I beg to ask the Chief Secretary to the Lord Lieutenant of Ireland whether he is aware that the Irish National Foresters of Armagh and Monaghan were informed on the eve of their excursion to Moville, county Derry, for Sunday 29th June, that it could not take place as an information had been sworn before Colonel Tynte, R.M.,; Derry, that there would probably be a disturbance between the Apprentice Boys and the Foresters, and that the Great Northern Railway Company refused to convey the excursionists to Derry; and, whether he will state when and by whom the information was sworn and its grounds; at whose instigation the railway company refused to carry out their part of the contract; and why the authorities did not draft into Derry a force of police sufficiently strong to protect the members of these societies.

MR. M'KEAN (Monaghan, S.)

May I, at the same time, ask the Chief Secretary to the Lord Lieutenant of Ireland whether his attention has been called to the fact that an excursion to Moville, county Derry, fixed to take place on the 29th June, by the members of the Armagh and the Monaghan Branches of the Irish National Foresters, was prevented at the last moment from taking place, to the disappointment of the excursionists, owing to the fact that an Orange demonstration was fixed to take place in Londonderry on the same day; and whether, in view of the action of the police in preventing this excursion from taking place, instead of providing for the preservation of the peace, he can take steps to prevent such occurrences in Ireland in the future.
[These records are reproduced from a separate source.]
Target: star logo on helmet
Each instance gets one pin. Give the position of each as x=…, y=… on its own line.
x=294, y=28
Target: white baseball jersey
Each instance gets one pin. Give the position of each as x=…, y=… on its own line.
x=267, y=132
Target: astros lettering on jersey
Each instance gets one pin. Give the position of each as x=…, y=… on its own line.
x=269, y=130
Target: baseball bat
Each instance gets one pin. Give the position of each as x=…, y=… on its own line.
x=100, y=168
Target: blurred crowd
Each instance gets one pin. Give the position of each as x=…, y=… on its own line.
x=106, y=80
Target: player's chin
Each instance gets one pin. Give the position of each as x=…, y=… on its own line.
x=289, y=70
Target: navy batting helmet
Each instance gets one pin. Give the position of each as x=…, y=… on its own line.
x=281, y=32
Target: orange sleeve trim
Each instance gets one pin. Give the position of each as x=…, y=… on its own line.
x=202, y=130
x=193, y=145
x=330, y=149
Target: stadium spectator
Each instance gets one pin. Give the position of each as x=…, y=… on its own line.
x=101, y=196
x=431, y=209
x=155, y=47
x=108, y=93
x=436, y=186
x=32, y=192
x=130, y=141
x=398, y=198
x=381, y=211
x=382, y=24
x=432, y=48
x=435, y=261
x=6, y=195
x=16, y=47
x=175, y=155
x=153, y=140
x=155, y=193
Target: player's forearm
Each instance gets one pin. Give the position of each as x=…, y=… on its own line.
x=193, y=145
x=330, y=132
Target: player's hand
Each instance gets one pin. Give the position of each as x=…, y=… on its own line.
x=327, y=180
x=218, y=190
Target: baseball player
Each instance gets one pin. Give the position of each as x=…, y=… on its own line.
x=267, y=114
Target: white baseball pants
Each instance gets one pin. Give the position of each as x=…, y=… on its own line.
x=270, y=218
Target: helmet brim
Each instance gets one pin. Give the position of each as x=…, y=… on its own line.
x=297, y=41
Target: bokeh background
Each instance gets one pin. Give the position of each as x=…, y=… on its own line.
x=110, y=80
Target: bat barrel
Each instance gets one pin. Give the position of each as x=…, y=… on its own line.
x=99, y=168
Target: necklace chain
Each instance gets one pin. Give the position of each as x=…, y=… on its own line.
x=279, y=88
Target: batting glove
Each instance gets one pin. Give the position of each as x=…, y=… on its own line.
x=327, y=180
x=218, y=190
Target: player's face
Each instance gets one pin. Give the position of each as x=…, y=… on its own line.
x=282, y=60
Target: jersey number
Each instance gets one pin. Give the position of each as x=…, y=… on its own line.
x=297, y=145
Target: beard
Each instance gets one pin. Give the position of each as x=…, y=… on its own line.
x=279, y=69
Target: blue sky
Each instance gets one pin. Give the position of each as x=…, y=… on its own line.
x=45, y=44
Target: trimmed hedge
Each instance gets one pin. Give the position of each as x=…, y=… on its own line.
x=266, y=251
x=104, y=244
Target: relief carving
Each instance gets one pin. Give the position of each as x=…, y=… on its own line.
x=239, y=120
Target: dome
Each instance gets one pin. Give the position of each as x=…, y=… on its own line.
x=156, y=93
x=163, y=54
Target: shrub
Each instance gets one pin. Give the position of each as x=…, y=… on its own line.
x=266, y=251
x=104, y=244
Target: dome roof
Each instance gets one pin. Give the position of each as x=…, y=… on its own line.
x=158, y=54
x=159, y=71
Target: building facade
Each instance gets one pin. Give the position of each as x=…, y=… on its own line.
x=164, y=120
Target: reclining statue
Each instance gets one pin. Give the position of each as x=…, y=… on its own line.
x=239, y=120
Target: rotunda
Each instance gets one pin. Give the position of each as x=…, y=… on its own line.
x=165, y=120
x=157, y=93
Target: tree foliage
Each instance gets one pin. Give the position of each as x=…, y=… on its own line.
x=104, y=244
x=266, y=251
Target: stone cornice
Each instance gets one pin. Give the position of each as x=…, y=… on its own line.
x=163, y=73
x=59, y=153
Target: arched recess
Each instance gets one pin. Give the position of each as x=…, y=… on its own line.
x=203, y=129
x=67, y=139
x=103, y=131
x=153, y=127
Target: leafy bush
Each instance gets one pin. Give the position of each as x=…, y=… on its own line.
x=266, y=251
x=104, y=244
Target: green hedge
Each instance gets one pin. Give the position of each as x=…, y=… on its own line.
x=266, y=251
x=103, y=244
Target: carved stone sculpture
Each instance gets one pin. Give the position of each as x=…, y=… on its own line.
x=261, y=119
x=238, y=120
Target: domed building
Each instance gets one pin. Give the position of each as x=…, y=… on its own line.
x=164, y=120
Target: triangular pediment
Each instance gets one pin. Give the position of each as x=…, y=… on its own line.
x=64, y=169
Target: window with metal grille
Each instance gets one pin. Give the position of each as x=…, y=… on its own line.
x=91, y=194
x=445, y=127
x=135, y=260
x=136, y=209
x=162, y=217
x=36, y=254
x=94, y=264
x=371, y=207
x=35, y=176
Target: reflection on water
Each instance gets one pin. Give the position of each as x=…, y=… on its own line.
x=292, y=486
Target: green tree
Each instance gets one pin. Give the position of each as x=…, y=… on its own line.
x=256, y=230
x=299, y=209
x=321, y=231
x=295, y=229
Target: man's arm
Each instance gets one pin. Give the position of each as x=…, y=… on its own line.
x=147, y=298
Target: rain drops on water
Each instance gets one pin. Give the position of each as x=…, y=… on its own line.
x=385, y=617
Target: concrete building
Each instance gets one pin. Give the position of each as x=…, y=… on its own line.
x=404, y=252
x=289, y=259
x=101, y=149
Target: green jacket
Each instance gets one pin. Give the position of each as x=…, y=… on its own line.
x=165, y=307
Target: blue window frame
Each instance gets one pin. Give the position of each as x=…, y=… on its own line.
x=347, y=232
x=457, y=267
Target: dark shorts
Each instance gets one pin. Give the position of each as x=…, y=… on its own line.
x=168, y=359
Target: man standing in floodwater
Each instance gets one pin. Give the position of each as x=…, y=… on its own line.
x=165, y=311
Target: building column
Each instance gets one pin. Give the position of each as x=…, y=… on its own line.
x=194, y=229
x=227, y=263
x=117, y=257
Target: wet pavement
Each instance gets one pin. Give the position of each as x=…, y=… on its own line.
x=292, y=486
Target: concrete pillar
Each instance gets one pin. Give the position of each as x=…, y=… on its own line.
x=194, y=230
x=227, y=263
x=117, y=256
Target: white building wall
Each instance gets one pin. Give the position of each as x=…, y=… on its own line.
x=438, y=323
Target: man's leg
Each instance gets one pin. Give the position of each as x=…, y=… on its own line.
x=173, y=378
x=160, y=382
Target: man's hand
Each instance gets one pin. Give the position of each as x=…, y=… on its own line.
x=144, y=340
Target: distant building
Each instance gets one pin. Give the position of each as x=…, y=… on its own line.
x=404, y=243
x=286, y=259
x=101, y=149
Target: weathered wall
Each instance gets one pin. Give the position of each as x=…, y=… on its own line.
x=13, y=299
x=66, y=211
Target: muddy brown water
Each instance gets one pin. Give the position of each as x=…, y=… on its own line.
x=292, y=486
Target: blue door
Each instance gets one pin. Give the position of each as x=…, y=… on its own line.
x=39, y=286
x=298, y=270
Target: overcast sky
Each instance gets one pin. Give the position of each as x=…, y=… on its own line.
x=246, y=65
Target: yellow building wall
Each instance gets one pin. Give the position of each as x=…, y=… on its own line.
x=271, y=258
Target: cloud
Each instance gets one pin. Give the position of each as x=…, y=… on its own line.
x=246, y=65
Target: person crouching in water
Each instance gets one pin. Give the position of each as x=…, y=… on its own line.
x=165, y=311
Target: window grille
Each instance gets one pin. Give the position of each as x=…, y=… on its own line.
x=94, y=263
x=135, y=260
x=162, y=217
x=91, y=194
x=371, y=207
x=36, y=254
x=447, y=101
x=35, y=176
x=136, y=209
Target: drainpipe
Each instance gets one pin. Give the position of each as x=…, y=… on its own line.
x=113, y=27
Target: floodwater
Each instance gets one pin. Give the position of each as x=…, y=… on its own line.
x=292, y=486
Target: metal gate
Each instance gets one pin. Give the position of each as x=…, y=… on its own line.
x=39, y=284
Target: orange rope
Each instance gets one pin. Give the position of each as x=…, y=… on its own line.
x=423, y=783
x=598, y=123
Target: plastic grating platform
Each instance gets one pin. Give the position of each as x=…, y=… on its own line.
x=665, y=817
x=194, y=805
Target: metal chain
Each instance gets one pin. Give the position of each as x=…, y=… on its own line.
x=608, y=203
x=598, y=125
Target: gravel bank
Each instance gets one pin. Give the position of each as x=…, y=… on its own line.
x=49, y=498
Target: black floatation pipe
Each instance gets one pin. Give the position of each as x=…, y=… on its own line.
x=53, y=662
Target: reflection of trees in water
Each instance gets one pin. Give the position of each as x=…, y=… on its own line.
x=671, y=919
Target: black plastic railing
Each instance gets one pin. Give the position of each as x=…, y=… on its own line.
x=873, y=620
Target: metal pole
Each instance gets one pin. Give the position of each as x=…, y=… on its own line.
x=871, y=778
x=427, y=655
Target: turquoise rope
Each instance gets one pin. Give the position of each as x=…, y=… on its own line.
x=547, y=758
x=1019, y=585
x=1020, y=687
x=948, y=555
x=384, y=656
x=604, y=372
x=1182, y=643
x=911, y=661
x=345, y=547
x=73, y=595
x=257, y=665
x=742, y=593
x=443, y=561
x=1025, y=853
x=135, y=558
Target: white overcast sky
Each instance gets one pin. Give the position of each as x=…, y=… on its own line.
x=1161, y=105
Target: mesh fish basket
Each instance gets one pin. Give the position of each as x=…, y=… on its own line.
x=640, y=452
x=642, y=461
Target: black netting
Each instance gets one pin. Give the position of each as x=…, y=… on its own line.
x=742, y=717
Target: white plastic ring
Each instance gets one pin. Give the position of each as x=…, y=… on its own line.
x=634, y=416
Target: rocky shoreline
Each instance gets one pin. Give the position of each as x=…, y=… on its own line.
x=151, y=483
The Foresters arranged an excursion to Londonderry by train, and thence to Moville by steamer, for the 29th June. This was the date previously selected by the Orange Society for the annual inarch to church of its members in Derry. One steamer only, with accommodation for 400 passengers, was engaged to convey the Foresters' party to Moville. A much larger number would, as a result, be left behind in Derry, and these, it was understood, would be re-inforced by local Nationalists. At this juncture a serious breach of the peace was anticipated, and an information to this effect was sworn by the District Inspector of Police. The leaders of the Foresters were informed of the apprehended danger to the peace, and, it was also suggested to them by the police authorities that the excursion: should be postponed. So far as is known, the railway company did not refuse to carry the excursionists to Derry, but they offered to make the tickets available for another date, or to convey the party to some other destination on the date mentioned. The Roman Catholic clergy in Derry, moreover, urged the Foresters not to proceed to Derry on the occasion. They agreed in the end not to do so, but to make an excursion to Bundoran instead. By so deciding, the Foresters gave a valuable example of self-restraint and consideration for the feelings of others; thus promoting the prospects of amity and goodwill and saving the public the cost of a large police force.


Why were not sufficient police drafted into Derry?


I think the Foresters, by pursuing the course they did, obviated the necessity and set a good example.